Gently told, J D Beresford introduces The Man Who Hated Flies, a tale of unintended consequences where a biological vector is released in the wild, its purpose to attack bothersome insect pests but which eradicates from the ecosystem entire populations including crucial pollinators, the first of Nature’s Warnings to emphasise that everything is connected.

A scientist who chooses to disappear, to sleep in a lead-lined chamber for 120 generations, like Wells’ time traveller, The Man Who Awoke of Laurence Manning finds the people of the future indolent and lazy, subsisting on well-managed local resources, technology having obviated labour in favour of leisure and only able to rouse themselves to fevered emotion when they ascertain his identity and hold him accountable for the crimes of his time, “the age of waste,” which exhausted oil, coal and metals.

Published in 1937, Nathan Schachner looked to the far future of 4,620AD, New York sat isolated and impregnable in a bubble of force, most every drop of water swallowed by the deserts save for the former deep ocean trenches, exposed by the receding oceans and harbouring terrible mutated life. The known Earth reworked into an alien landscape, it is the setting for an assault by humanity’s distant stepchildren against their more fortunate cousins in their oases of privilege, The Sterile Planet also echoing Wells’ divided future of the Eloi and Morlocks before a change of direction plunges first into deeper despair then, most unexpected, hope.

Returning to the present – well, 1954 – Elizabeth Sanxay Holding’s Shadow of Wings tells of something altering the behaviour patterns of birds, causing them to no longer eat insects; theories abound and the uninformed take misguided action, hoarding food and acts of violence against the government whom they hold responsible, but the cause is more bizarre than might be expected in the first story included to introduce an extra-terrestrial factor, launching the second phase of the anthology.

It is forbidden to cut down a Butandra tree on the planet Cassid, yet the act was undertaken with full knowledge of the prohibition but not the consequences it will provoke, a revenge that will pursue the perpetrator across star systems followed by The Gardner, Margaret St Clair introducing the idea that nature does not take kindly to unwarranted interference, able to take directed action rather than passively accepting changes while adapting in unintended ways.

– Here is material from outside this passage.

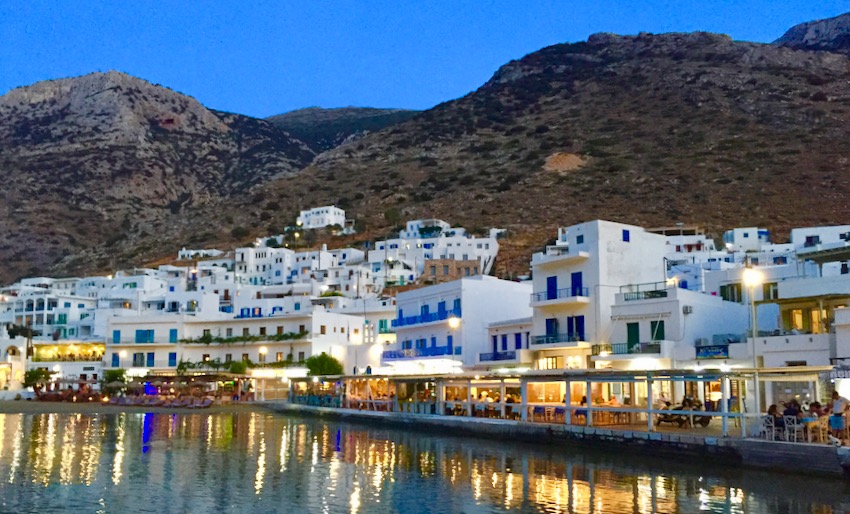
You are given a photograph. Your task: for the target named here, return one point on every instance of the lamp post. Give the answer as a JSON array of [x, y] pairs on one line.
[[752, 279]]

Clifford D Simak’s proposal is both more complex and simpler, a planetary survey on an impossible quest for immortality which encounters local fauna unknown and unpredictable, a chimera of multiple species whose individuals have a disturbing habit of presenting themselves to the encampment only to Drop Dead, the perfectly evolved defence mechanism of an ecosystem in such perfect balance it cannot be exploited.

Jack Sharkey also conceived of a tangled planetary ecosystem observed by a space zoologist on the planet Viridian, three species of vegetable, animal and insect totally interdependent, a symbiosis so exacting and delicate that even landing on the planet could disrupt it, a realisation which comes too late to be saved by A Matter of Protocol, while Richard McKenna predicted that his fantastic ecosystem of complexity and balance would be subverted by deliberate and directed action rather than by accident.

A bioengineering project to remodel the world as a ceremonial hunting ground led by a faction disdainful of the established research team, 1963’s Hunter, Come Home is a hybrid of the aggressive masculinity of fifties pulp science fiction and the more broadened cosmic consciousness and altered states of mind which would come into vogue in the seventies and is likely one of the many sources James Cameron tapped to irrigate the thirsty fields of Avatar.

The last of Nature’s Warnings, Alfred Bester returns to Earth, although unrecognisable, as the last man struggles with his memories and regrets through a world of ash and cinder, burned up by the catalysing agent of his own devising even as his rocket ascended into orbit on the flame which lit the torch; a bleak outcome of ambition and endeavour, Adam and No Eve offers surprising optimism at the end of everything as it propogates a new creation myth, doing what science fiction does best, turning a bitter defeat around to show it from a different and more enlightened perspective.